Beginning with California in 2012, state lawmakers prohibited “conversion therapy” on the grounds it was ineffective and harmful. They said these treatments led to increased rates of depression, anxiety and suicide.
But the justices voted to hear a 1st Amendment claim from Kaley Chiles, a licensed counselor from Colorado, who contends the law violates her rights to the freedom of speech and the free exercise of religion.
She said her clients “seek Christian-based counseling to reduce or eliminate unwanted sexual attractions, change sexual behaviors, or grow in the experience of harmony with their physical body.”
She says she does not seek to “convert” or “cure” young clients, but argues the state may not “censor” their conversations.
The appeal was filed by the Alliance Defending Freedom, a Christian legal group that has won Supreme Court rulings on behalf of a cake maker and a website designer who refused to work on weddings for same-sex couples.
If the court strikes down the Colorado law, the ruling would almost certainly strike down the similar laws in California and elsewhere.
The new case tests whether “professional speech” may be subject to strict regulation by the state.
Judges have upheld the California and Colorado laws against “conversion therapy” by ruling that states have broad power to regulate the practice of medical and healthcare. This includes licensing and malpractice laws that can penalize doctors or other medical professionals for giving dangerous or highly inappropriate treatment recommendations.
In defense of its law, Colorado state attorneys said the Christian legal appeal argues “mental health professionals’ counseling of their patients is no different from a chat with one’s college roommate.”
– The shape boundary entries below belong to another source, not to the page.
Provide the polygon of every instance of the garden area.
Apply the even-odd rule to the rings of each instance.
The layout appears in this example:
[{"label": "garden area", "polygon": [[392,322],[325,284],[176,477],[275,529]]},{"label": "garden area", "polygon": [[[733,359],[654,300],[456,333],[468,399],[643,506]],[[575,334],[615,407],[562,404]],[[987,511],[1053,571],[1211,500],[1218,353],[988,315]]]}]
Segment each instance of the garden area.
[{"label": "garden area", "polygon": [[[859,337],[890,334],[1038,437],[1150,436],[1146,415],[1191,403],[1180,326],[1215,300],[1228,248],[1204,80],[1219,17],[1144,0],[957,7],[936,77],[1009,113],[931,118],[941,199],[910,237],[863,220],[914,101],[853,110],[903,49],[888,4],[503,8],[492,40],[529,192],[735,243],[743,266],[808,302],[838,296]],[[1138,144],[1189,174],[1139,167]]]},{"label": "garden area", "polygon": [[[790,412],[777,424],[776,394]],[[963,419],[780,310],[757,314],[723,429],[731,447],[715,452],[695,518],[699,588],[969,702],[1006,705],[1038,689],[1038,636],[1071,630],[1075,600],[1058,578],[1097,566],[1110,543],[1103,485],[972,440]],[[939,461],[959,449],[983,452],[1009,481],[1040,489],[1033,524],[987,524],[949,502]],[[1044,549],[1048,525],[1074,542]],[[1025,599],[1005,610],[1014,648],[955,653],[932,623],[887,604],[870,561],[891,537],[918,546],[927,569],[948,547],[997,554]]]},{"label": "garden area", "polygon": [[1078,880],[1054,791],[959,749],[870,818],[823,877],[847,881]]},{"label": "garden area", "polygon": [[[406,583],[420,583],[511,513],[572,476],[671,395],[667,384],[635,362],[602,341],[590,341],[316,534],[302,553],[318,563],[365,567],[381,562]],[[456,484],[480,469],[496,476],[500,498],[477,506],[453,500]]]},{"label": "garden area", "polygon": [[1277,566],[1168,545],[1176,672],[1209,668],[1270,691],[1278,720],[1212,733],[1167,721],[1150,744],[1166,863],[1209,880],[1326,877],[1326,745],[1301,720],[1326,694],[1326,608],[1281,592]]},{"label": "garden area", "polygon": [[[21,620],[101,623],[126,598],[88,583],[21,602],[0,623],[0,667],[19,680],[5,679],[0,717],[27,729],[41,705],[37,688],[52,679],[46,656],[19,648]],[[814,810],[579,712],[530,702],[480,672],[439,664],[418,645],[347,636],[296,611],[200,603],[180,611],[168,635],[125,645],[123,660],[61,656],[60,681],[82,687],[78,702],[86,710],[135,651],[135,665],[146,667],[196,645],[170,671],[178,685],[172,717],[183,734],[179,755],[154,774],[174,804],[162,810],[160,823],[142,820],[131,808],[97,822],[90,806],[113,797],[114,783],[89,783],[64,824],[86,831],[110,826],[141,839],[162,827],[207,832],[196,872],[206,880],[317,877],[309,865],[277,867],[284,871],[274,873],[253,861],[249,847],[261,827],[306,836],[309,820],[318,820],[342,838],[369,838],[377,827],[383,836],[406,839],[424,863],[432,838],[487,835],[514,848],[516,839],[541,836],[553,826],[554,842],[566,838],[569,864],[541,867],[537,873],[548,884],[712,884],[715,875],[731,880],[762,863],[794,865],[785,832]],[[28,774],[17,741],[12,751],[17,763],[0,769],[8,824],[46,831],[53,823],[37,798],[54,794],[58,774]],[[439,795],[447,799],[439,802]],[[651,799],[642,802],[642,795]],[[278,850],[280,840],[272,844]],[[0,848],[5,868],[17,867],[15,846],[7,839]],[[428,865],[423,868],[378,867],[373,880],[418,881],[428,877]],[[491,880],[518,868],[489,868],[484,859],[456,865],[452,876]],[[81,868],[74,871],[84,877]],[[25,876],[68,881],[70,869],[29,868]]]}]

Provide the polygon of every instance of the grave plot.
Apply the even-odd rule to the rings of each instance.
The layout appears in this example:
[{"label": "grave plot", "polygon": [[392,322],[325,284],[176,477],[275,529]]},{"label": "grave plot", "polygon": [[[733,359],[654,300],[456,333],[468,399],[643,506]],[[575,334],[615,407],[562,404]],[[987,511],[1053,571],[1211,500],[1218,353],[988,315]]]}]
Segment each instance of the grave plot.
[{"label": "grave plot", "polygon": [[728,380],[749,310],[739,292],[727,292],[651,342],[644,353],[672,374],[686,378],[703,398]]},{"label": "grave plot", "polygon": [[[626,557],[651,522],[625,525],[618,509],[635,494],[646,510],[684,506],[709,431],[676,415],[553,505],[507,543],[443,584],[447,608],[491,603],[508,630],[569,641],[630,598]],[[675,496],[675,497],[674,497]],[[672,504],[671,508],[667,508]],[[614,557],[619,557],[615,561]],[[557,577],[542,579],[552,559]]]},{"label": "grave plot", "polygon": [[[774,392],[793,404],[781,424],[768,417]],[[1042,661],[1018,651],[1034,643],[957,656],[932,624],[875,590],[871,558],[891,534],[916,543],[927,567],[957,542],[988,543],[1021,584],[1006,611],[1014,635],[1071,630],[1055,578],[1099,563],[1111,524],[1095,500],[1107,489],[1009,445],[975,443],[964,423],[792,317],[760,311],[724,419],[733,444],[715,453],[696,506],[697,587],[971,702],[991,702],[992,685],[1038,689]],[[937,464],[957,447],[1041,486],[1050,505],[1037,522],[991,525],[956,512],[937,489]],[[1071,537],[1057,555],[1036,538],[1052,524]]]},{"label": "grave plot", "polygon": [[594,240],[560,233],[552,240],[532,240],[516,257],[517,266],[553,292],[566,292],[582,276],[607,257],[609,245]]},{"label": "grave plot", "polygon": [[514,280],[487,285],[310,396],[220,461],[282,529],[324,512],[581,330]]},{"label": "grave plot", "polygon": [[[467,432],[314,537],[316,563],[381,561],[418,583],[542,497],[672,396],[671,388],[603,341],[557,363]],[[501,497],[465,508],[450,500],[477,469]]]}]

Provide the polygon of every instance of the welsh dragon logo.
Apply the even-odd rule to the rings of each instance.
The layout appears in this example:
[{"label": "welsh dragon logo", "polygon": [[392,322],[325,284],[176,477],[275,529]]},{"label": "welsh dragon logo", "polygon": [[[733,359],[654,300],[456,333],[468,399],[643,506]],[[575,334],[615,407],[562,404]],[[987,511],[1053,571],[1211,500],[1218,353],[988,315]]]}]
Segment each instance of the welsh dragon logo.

Counselors who violate the law can be fined or lose their license. The state noted its law does not “apply to those providing services outside of the professional healthcare context, like religious ministers or life coaches.”
Colorado’s attorneys urged the court to affirm the view that “the 1st Amendment allows states to reasonably regulate professional conduct to protect patients from substandard treatment, even when that regulation incidentally burdens speech.”
But conservatives, led by Justice Clarence Thomas, say the states are using these laws to enforce their own views.
“There is a fierce public debate over how best to help minors with gender dysphoria,” Thomas said, and the state has “silenced one side of this debate.”
He dissented two years ago along with Justices Samuel A. Alito and Brett M. Kavanaugh when the court turned down a similar free-speech challenge to a “conversion therapy” law from Washington state.
“Licensed counselors can speak with minors about gender dysphoria, but only if they convey the state-approved message of encouraging minors to explore their gender identities. Expressing any other message is forbidden — even if the counselor’s clients ask for help to accept their biological sex,” Thomas said.
It takes at least four votes to hear an appeal, which suggests one or more of the justices now agree with Thomas.
The court will hear arguments in the case of Chiles vs. Salazar in the fall.
Still pending before the court is a parallel dispute over state laws limiting the treatment of gender dysphoria.
Tennessee and 23 Republican-led states recently adopted laws prohibiting doctors from prescribing puberty blockers or hormones for minors with gender dysphoria.
The Biden administration sued, contending the state was engaged in unconstitutional discrimination based on gender identity.
However, when the justices heard the case in December, the court’s conservatives said they were inclined to uphold Tennessee’s law on the grounds the state has the authority to regulate the practice of medicine.